The sequence \uhhhh denotes the code point hhhh, interpreted as a hexadecimal number. The sequence \Uhhhhhhhh denotes the code point hhhhhhhh, interpreted as a hexadecimal number. Code points located at U+10000 or higher must be denoted with the \U syntax, whereas lower code points may use \u or \U. The code point is converted into a sequence of code units in the encoding of the destination type on the target system. For example, where the encoding is UTF-8, and UTF-16 for wchar_t:

// A single byte with the value 0xC0; not valid UTF-8
char s1[] = "\xC0";
// Two bytes with values 0xC3, 0x80; the UTF-8 encoding of U+00C0
char s2[] = "\u00C0";
// A single wchar_t with the value 0x00C0
wchar_t s3[] = L"\xC0";
// A single wchar_t with the value 0x00C0
wchar_t s4[] = L"\u00C0";

A value greater than \U0000FFFF may be represented by a single wchar_t if the UTF-32 encoding is used, or two if UTF-16 is used.

Importantly, the universal character name \u00C0 always denotes the character "À", regardless of what kind of string literal it is used in, or the encoding in use.
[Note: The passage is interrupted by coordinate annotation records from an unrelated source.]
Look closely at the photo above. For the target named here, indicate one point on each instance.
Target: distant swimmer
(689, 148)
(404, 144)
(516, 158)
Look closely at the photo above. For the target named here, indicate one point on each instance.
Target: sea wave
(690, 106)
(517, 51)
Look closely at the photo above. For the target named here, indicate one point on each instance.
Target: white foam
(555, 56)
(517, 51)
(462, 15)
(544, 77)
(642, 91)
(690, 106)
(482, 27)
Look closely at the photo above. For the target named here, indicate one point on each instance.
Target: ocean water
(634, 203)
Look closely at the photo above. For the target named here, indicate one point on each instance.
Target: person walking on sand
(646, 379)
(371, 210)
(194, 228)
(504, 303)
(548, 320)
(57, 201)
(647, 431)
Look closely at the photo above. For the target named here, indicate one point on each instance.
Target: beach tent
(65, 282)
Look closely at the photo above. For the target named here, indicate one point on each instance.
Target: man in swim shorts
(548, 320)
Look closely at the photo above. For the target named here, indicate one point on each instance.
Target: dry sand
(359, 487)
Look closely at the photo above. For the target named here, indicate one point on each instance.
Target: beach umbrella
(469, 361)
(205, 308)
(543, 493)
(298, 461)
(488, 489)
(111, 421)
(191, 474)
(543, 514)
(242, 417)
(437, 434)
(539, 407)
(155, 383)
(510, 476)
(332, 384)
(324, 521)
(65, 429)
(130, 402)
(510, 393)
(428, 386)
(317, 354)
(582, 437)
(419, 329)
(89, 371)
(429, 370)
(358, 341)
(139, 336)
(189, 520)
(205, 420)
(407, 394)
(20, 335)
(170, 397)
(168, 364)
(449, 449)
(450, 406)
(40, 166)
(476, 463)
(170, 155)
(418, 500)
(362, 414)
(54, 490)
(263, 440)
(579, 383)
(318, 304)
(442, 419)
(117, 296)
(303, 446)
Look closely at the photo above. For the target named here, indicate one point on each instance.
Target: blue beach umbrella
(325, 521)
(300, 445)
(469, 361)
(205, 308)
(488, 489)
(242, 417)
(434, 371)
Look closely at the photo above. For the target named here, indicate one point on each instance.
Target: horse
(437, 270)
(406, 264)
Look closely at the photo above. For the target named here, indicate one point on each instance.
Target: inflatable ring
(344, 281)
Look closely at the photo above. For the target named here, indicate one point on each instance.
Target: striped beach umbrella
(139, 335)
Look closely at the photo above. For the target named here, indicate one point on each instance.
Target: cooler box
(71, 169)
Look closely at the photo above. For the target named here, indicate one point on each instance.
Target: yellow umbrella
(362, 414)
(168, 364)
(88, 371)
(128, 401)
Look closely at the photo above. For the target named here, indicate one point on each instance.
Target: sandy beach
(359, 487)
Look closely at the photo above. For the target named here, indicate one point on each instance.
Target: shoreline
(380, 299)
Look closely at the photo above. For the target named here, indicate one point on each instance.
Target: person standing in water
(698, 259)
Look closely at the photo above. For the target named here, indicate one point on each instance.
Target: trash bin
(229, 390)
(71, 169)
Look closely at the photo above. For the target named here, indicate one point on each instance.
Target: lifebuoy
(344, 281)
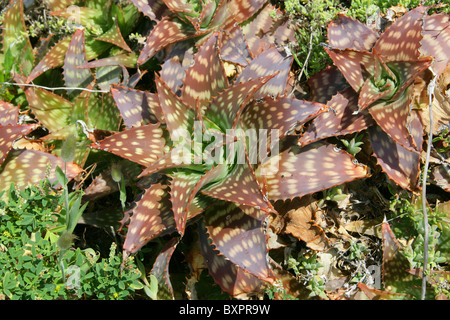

The octal and hex escape sequences always denote certain sequences of numerical values, regardless of encoding. Therefore, universal character names are complementary to octal and hex escape sequences; while octal and hex escape sequences represent code units, universal character names represent code points, which may be thought of as "logical" characters.